What sparked your interest to teach abroad?
My first true travel experience abroad was moving to Breda, The Netherlands. I went to university there for a year and saw a lot of Europe. It’s no surprise that wandering Europe really stirred that wanderlust in me. When I chose Southeast Asia as my next destination, I knew I needed some sort of income to be able to support myself, and teaching is a popular choice here. I love kids, and as difficult as it was to jump right into having my own class of 20+ three/four year olds, it’s been wonderful.
How did you plan in anticipation of moving to a new country?
You might not want to take my advice on this one, as I didn’t do an excessive amount of planning. Luckily, I had a friend living in Bangkok so I had a place to crash until I found a job and a place (that took almost two months). I basically bought a plane ticket, quit my job, packed up all my stuff and put it in storage (if I could do it all over again, I’d just get rid of it all), handed my car keys over to my brother, and loved on my friends and family as much as possible. I haven’t even read a travel book on Thailand.

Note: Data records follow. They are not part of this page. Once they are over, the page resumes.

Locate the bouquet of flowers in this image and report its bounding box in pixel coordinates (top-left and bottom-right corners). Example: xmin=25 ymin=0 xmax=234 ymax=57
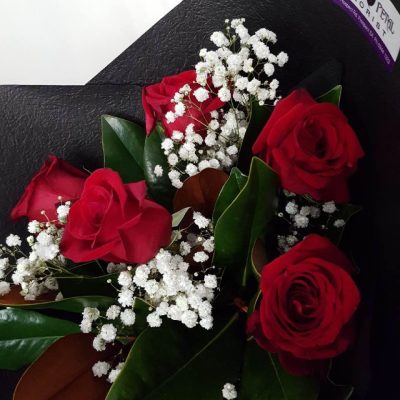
xmin=0 ymin=19 xmax=363 ymax=400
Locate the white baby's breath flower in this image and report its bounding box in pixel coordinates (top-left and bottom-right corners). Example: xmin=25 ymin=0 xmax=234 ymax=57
xmin=264 ymin=63 xmax=275 ymax=77
xmin=106 ymin=305 xmax=121 ymax=319
xmin=222 ymin=383 xmax=237 ymax=400
xmin=333 ymin=219 xmax=346 ymax=228
xmin=181 ymin=310 xmax=198 ymax=328
xmin=100 ymin=324 xmax=117 ymax=343
xmin=92 ymin=361 xmax=111 ymax=378
xmin=285 ymin=201 xmax=299 ymax=215
xmin=6 ymin=234 xmax=22 ymax=247
xmin=108 ymin=363 xmax=125 ymax=383
xmin=193 ymin=251 xmax=210 ymax=263
xmin=0 ymin=281 xmax=11 ymax=296
xmin=210 ymin=32 xmax=229 ymax=47
xmin=193 ymin=87 xmax=210 ymax=103
xmin=147 ymin=312 xmax=162 ymax=328
xmin=79 ymin=318 xmax=92 ymax=333
xmin=322 ymin=201 xmax=336 ymax=214
xmin=193 ymin=211 xmax=210 ymax=229
xmin=120 ymin=308 xmax=136 ymax=326
xmin=175 ymin=102 xmax=186 ymax=117
xmin=247 ymin=78 xmax=261 ymax=94
xmin=28 ymin=220 xmax=40 ymax=234
xmin=165 ymin=111 xmax=176 ymax=124
xmin=168 ymin=153 xmax=179 ymax=167
xmin=204 ymin=274 xmax=218 ymax=289
xmin=276 ymin=51 xmax=289 ymax=67
xmin=82 ymin=307 xmax=100 ymax=322
xmin=93 ymin=335 xmax=106 ymax=351
xmin=154 ymin=164 xmax=164 ymax=178
xmin=218 ymin=87 xmax=231 ymax=103
xmin=294 ymin=214 xmax=309 ymax=228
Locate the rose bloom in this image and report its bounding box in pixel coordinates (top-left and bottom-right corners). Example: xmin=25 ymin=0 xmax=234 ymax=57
xmin=247 ymin=234 xmax=360 ymax=375
xmin=61 ymin=168 xmax=172 ymax=263
xmin=11 ymin=155 xmax=88 ymax=222
xmin=142 ymin=70 xmax=224 ymax=136
xmin=253 ymin=89 xmax=364 ymax=203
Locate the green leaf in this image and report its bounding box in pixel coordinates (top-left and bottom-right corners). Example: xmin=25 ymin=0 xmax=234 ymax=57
xmin=317 ymin=85 xmax=343 ymax=107
xmin=1 ymin=296 xmax=115 ymax=313
xmin=214 ymin=157 xmax=278 ymax=285
xmin=239 ymin=340 xmax=319 ymax=400
xmin=106 ymin=315 xmax=244 ymax=400
xmin=172 ymin=207 xmax=190 ymax=228
xmin=143 ymin=125 xmax=175 ymax=210
xmin=101 ymin=115 xmax=146 ymax=183
xmin=0 ymin=308 xmax=79 ymax=370
xmin=57 ymin=273 xmax=119 ymax=297
xmin=237 ymin=101 xmax=274 ymax=174
xmin=296 ymin=59 xmax=343 ymax=98
xmin=213 ymin=167 xmax=247 ymax=226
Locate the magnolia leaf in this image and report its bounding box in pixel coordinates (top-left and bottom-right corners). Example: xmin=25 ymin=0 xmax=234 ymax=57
xmin=143 ymin=124 xmax=175 ymax=210
xmin=239 ymin=340 xmax=319 ymax=400
xmin=251 ymin=239 xmax=268 ymax=279
xmin=317 ymin=85 xmax=343 ymax=107
xmin=172 ymin=207 xmax=190 ymax=228
xmin=174 ymin=168 xmax=228 ymax=218
xmin=213 ymin=167 xmax=247 ymax=226
xmin=0 ymin=286 xmax=115 ymax=313
xmin=0 ymin=308 xmax=79 ymax=370
xmin=237 ymin=101 xmax=274 ymax=174
xmin=106 ymin=315 xmax=244 ymax=400
xmin=14 ymin=333 xmax=120 ymax=400
xmin=214 ymin=157 xmax=278 ymax=285
xmin=101 ymin=115 xmax=146 ymax=183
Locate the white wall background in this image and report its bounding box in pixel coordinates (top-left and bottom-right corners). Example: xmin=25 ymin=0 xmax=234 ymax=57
xmin=0 ymin=0 xmax=182 ymax=85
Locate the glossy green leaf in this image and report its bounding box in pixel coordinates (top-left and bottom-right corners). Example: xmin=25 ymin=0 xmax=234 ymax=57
xmin=144 ymin=125 xmax=175 ymax=210
xmin=214 ymin=157 xmax=278 ymax=285
xmin=106 ymin=315 xmax=244 ymax=400
xmin=172 ymin=207 xmax=190 ymax=228
xmin=317 ymin=85 xmax=343 ymax=107
xmin=238 ymin=101 xmax=274 ymax=174
xmin=0 ymin=296 xmax=115 ymax=313
xmin=0 ymin=308 xmax=79 ymax=370
xmin=101 ymin=115 xmax=146 ymax=183
xmin=239 ymin=340 xmax=319 ymax=400
xmin=213 ymin=167 xmax=247 ymax=226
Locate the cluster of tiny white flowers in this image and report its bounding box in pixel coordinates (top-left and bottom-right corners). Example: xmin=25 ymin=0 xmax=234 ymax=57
xmin=80 ymin=212 xmax=220 ymax=381
xmin=160 ymin=19 xmax=288 ymax=188
xmin=0 ymin=199 xmax=70 ymax=301
xmin=222 ymin=383 xmax=237 ymax=400
xmin=277 ymin=197 xmax=346 ymax=253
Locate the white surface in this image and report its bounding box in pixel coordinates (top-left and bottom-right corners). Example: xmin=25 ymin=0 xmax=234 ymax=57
xmin=0 ymin=0 xmax=182 ymax=85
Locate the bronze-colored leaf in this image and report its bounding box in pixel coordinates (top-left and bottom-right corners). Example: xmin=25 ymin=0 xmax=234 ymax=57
xmin=13 ymin=333 xmax=120 ymax=400
xmin=174 ymin=168 xmax=228 ymax=218
xmin=0 ymin=285 xmax=57 ymax=306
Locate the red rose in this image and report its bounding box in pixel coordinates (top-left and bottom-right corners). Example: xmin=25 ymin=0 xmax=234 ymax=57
xmin=142 ymin=70 xmax=224 ymax=136
xmin=61 ymin=168 xmax=172 ymax=263
xmin=253 ymin=89 xmax=364 ymax=203
xmin=11 ymin=156 xmax=87 ymax=222
xmin=248 ymin=234 xmax=360 ymax=375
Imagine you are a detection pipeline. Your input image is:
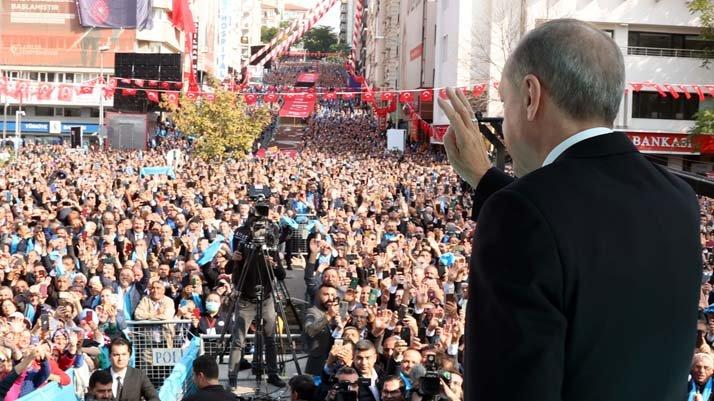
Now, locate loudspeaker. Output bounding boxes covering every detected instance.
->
[69,127,82,148]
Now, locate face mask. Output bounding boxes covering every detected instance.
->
[206,301,221,313]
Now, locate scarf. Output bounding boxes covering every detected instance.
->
[687,378,712,401]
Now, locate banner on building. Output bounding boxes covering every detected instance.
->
[280,96,315,118]
[0,0,136,67]
[76,0,151,30]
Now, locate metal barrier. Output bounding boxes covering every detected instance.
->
[127,320,193,388]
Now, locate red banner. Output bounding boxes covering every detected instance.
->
[280,96,315,118]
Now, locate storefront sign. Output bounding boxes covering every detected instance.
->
[626,132,699,154]
[0,121,98,134]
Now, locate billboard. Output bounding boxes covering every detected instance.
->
[76,0,151,30]
[0,0,136,68]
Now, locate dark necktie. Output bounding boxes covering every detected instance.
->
[116,376,122,400]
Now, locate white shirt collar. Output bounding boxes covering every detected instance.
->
[542,127,612,167]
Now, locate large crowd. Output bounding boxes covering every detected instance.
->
[0,61,714,401]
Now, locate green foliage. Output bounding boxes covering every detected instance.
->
[689,109,714,135]
[260,26,278,43]
[302,25,337,52]
[687,0,714,68]
[161,89,270,161]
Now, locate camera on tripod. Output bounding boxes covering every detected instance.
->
[250,192,278,250]
[419,355,441,400]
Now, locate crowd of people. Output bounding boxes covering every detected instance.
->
[263,60,349,88]
[0,59,700,401]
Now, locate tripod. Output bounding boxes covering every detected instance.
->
[219,240,301,398]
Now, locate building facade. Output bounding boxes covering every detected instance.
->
[0,0,191,141]
[338,0,355,46]
[434,0,714,170]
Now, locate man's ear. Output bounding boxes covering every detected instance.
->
[522,74,543,121]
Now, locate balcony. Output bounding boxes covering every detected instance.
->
[623,46,707,59]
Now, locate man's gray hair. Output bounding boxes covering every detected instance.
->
[504,19,625,124]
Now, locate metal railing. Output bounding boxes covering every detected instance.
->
[623,46,711,58]
[127,320,193,388]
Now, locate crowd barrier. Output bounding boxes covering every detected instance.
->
[159,337,201,401]
[127,320,193,388]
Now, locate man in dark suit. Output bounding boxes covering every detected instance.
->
[303,284,341,376]
[439,20,702,401]
[183,355,238,401]
[107,337,159,401]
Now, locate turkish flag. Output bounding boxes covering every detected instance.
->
[244,93,258,106]
[471,84,486,97]
[399,92,414,104]
[664,84,679,99]
[161,92,178,106]
[8,80,30,101]
[57,85,74,102]
[77,84,94,95]
[419,89,434,102]
[37,82,55,100]
[380,92,394,102]
[146,91,159,103]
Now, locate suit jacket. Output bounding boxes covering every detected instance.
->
[106,367,159,401]
[464,133,702,401]
[304,306,333,375]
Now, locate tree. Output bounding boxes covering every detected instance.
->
[260,26,278,43]
[303,25,337,52]
[161,89,271,161]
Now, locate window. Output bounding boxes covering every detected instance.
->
[64,107,82,117]
[35,106,55,117]
[627,31,714,50]
[632,92,699,120]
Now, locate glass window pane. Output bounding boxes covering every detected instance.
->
[639,32,672,49]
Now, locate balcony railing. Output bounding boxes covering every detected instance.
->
[627,46,707,58]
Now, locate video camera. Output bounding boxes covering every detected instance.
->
[334,381,357,401]
[419,355,441,399]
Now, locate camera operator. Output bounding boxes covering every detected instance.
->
[226,206,285,388]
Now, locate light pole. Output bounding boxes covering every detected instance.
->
[97,45,111,141]
[2,94,8,142]
[15,110,25,157]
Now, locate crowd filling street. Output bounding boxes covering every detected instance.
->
[0,59,714,401]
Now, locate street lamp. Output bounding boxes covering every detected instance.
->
[15,110,25,157]
[97,45,111,137]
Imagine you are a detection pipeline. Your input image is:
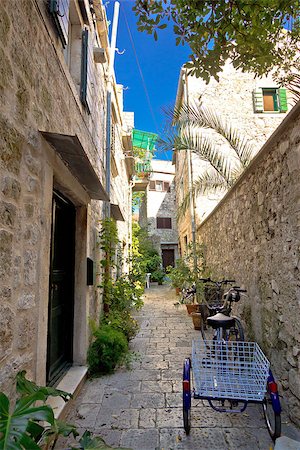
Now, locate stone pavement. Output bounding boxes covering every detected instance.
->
[60,286,299,450]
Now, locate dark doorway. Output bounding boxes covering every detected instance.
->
[162,249,175,269]
[47,192,75,384]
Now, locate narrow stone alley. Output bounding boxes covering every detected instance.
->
[60,286,299,450]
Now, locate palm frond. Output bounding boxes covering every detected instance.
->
[177,127,232,180]
[177,170,230,220]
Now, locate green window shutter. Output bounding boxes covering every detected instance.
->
[80,28,94,114]
[253,88,264,112]
[49,0,70,48]
[278,88,288,112]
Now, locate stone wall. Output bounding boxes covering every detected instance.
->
[139,159,178,259]
[198,103,300,424]
[176,61,291,250]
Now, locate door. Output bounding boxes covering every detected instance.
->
[47,192,75,384]
[162,249,175,269]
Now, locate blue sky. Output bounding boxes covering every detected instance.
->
[106,0,189,159]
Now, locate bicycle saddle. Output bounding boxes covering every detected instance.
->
[207,313,235,329]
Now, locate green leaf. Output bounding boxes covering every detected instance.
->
[0,393,54,450]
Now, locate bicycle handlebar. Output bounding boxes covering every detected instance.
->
[199,278,235,284]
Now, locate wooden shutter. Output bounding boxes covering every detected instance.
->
[156,217,172,229]
[253,88,264,112]
[80,28,94,114]
[49,0,70,47]
[149,180,155,191]
[278,88,288,112]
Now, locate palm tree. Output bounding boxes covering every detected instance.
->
[157,102,254,215]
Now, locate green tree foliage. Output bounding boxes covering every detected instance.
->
[133,0,300,88]
[132,222,162,283]
[87,324,128,375]
[132,192,145,212]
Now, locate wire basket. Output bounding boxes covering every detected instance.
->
[192,339,270,401]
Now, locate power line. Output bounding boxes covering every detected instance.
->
[121,2,169,167]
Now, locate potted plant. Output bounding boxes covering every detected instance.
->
[151,268,165,285]
[166,258,193,294]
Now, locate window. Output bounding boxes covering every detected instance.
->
[80,28,94,113]
[155,181,163,192]
[49,0,70,48]
[253,88,288,112]
[149,180,171,192]
[156,217,172,230]
[49,0,95,113]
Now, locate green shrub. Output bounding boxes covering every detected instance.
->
[151,268,165,284]
[87,324,128,375]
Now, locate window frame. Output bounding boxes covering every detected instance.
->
[156,217,172,230]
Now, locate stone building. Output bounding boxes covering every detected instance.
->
[139,159,179,268]
[0,0,132,400]
[173,62,290,255]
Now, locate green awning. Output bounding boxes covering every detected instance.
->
[132,129,158,153]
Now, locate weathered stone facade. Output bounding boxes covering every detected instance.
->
[0,0,131,392]
[198,103,300,425]
[175,62,291,255]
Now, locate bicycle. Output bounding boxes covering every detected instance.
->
[180,283,196,304]
[199,278,247,341]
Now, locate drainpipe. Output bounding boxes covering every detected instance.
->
[105,1,120,218]
[185,70,198,274]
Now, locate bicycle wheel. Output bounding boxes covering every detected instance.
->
[262,374,281,441]
[229,317,245,342]
[182,358,191,434]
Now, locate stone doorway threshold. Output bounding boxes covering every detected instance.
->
[47,366,87,419]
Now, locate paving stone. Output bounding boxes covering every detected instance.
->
[141,355,169,370]
[159,428,227,450]
[191,405,232,428]
[165,392,182,408]
[63,287,293,450]
[95,405,139,430]
[81,380,105,404]
[120,429,159,450]
[139,408,157,428]
[129,369,161,381]
[157,408,183,428]
[93,428,123,447]
[141,381,173,394]
[224,428,262,450]
[161,364,182,381]
[102,391,131,409]
[74,403,101,429]
[231,405,266,428]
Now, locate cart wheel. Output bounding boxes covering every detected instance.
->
[182,358,191,434]
[262,378,281,441]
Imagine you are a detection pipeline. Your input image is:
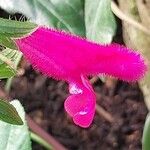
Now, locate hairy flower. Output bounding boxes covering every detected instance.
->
[15,27,146,128]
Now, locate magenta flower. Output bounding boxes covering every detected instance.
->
[16,27,146,128]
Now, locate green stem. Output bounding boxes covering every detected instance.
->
[5,52,22,93]
[142,114,150,150]
[30,132,52,150]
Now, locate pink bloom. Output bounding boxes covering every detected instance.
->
[16,27,146,128]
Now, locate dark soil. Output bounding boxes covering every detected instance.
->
[0,7,147,150]
[5,63,147,150]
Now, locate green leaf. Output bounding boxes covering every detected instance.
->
[0,0,85,36]
[0,35,18,49]
[0,99,23,125]
[85,0,116,43]
[0,48,20,79]
[0,100,31,150]
[0,18,37,38]
[142,114,150,150]
[0,18,36,49]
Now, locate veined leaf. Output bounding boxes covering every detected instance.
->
[85,0,116,43]
[0,99,23,125]
[0,18,37,49]
[0,100,31,150]
[0,0,85,36]
[0,18,37,38]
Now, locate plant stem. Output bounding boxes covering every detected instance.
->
[5,52,22,93]
[30,132,53,150]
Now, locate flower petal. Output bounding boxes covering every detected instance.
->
[16,27,146,81]
[64,76,96,128]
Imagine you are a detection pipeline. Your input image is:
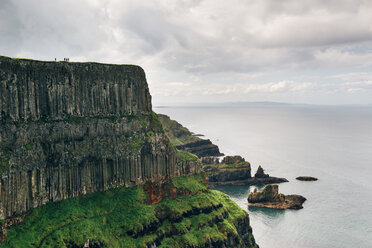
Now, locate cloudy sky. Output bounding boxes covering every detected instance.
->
[0,0,372,105]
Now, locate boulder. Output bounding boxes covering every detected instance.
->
[248,184,306,209]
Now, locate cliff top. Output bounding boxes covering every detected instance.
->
[0,55,143,70]
[0,56,151,122]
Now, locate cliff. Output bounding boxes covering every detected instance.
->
[0,173,258,248]
[0,57,200,219]
[158,114,223,158]
[248,184,306,209]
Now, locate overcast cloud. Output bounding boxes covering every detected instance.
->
[0,0,372,105]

How long have you been teaching abroad? How did you find living accommodations?
I moved to Thailand in March 2014, and began teaching in May. I have a contract that extends into the next school year, so we’ll see what happens! I still have a lot of countries to visit before I head back to the states. When I first arrived, I began my search for an apartment on Craigslist, searching “Bangkok apartments” on Google, and using a couple apartment search sites. However I soon found it was almost easier to just wander in an area I was interested in and physically visit apartments. Many of the cheaper Thai apartments aren’t listed online.
What was the transition like to get acclimated into the new culture?
This is the first country I’ve lived in that truly was a culture shock. Even when I lived in Costa Rica, I could communicate with people in either their limited English or my limited Spanish. I overestimated the use of English here and I’m terrible at tonal languages. I was lucky to meet some helpful expats right off the bat. I think creating that support system early on is vital. I just put myself out there as much as possible...exploring on my own, talking to strangers, asking a lot of questions.
What has your overall experience been like since moving? How has your life changed since making the decision to teach abroad in Thailand?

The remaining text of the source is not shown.